Jonah Sachs, entrepreneur and designer, had once said, “Your brand is a story unfolding across all customer touch points.”
Recently, FMCG companies felt the heat from the F&B industry watchdogs for targeting young consumers to market their products that were high in fat, sugar and salt. Ahead of this, Hindustan Unilever (HUL) announced that—from 2023—it would not advertise its entire range of food and beverages to consumers under 16.
Two years back, Unilever had decided to step back from targeting consumers under 12—on a global level from 2021—through traditional media channels. And for children under 13, the company had announced that it would refrain from advertising on social media channels and digital platforms.
The other companies that followed suit were Mondelez (Oreo), Nestle, McDonald’s, Coca-Cola, PepsiCo, Kellogg’s, Mars and Ferrero.
By giving up on communicating to children under 16, companies are doing away with the major trigger, ‘pester power’ that propelled purchase in categories ranging from chocolates to cars.
But, what effect would this decision have on companies that survive on the ad revenue that targetted kids. As per some media estimates, more than INR 550 crore of advertising money was spent on kids broadcast. Here, FMCG players contributed to almost 70 per cent of that pie.

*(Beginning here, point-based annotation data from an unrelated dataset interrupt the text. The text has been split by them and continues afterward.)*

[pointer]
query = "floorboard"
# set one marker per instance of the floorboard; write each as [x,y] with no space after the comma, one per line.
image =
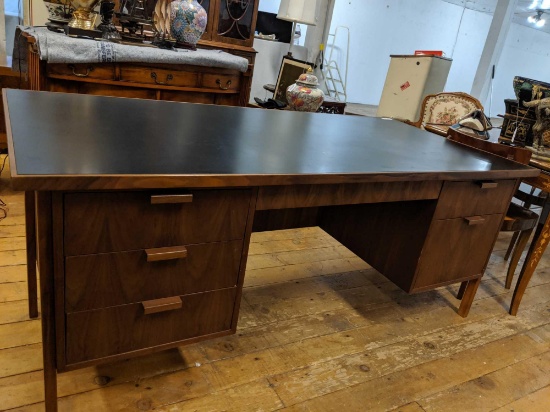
[319,330]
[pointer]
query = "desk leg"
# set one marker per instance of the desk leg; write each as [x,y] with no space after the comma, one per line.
[30,232]
[45,266]
[468,297]
[531,261]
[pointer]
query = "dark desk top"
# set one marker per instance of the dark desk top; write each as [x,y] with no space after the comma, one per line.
[71,141]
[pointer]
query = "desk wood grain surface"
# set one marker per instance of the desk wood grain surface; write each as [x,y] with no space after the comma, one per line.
[65,141]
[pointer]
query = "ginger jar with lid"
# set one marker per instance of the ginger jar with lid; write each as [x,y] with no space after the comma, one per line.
[304,95]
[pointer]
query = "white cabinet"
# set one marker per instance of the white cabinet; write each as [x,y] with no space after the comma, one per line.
[409,80]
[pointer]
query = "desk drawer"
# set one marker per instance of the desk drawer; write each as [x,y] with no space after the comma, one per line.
[455,249]
[111,279]
[123,221]
[76,71]
[105,332]
[158,76]
[459,199]
[226,82]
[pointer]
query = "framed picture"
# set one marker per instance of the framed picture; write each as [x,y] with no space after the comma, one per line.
[289,72]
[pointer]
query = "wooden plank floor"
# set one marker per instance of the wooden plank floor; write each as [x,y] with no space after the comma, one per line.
[319,331]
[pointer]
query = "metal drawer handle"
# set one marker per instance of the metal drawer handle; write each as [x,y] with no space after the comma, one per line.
[161,305]
[487,185]
[163,199]
[166,253]
[474,220]
[168,78]
[219,83]
[88,70]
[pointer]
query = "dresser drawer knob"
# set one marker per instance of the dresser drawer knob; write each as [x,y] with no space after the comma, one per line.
[163,199]
[227,84]
[88,70]
[166,253]
[474,220]
[487,185]
[161,305]
[168,78]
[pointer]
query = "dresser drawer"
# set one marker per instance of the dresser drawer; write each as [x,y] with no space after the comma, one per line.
[459,199]
[228,83]
[111,279]
[455,249]
[159,76]
[82,71]
[124,221]
[105,332]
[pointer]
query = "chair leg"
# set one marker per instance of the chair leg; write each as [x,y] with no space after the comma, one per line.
[511,245]
[469,294]
[520,247]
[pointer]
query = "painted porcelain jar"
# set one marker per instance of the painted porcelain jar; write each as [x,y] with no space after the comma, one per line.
[304,96]
[187,22]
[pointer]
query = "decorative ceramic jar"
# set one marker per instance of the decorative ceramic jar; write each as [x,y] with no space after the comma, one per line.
[187,22]
[304,96]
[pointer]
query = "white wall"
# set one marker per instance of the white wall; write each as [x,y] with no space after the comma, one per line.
[383,27]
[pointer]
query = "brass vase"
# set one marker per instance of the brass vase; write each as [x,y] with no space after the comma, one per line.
[83,17]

As HUL had stressed that they would not market or advertise products on traditional and social media channels as well, this decision too comes with its set of riders.
Take the case of ice-cream carts, that are still very much predominant in cities and rural areas. Following them, kirana shops stock a range of impulse buys at the eye level of a child. Now, does this qualify as promotions at the point of sale?

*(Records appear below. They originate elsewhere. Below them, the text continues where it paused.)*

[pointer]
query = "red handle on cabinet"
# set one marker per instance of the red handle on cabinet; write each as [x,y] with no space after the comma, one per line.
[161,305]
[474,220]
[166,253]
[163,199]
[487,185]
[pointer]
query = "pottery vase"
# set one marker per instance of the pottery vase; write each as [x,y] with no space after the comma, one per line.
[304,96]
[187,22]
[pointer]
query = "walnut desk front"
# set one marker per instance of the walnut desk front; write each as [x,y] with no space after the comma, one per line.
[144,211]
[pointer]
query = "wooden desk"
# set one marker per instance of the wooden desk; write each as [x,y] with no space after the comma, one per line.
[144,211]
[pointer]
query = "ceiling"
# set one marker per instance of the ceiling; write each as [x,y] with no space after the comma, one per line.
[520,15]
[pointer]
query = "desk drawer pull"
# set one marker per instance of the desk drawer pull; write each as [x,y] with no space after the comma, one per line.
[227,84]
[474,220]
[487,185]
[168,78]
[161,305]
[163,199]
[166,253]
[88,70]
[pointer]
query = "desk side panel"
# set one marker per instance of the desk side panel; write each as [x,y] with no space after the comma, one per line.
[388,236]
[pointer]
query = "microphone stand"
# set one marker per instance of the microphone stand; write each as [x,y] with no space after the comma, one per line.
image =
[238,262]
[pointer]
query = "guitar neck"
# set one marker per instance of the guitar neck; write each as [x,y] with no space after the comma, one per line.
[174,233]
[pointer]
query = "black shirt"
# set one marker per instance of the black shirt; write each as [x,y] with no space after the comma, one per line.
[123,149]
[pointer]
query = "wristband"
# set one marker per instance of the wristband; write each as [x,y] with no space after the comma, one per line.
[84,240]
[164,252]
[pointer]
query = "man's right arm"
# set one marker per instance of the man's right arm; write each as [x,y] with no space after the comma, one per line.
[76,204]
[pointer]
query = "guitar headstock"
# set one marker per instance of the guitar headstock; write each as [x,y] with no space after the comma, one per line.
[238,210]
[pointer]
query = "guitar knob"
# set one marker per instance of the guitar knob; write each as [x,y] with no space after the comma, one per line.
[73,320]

Let us take a look at some of the products that would not be marketed to consumers under 16. They include Kwality Walls and Magnum ice cream, Knorr soups, instant noodles, ready-to-cook mixes, Kissan jams, squash and ketchup, and Horlicks health drinks. Advertisements in India have often positioned Horlicks as a nutrient drink that could make kids taller, stronger and sharper. Now, will the brand go back to its global marketing origins and target geriatrics?
Will the recent decision of HUL curb obesity (no, we are not talking of its media weight)? Or will the decision come back to haunt the company in future quarters?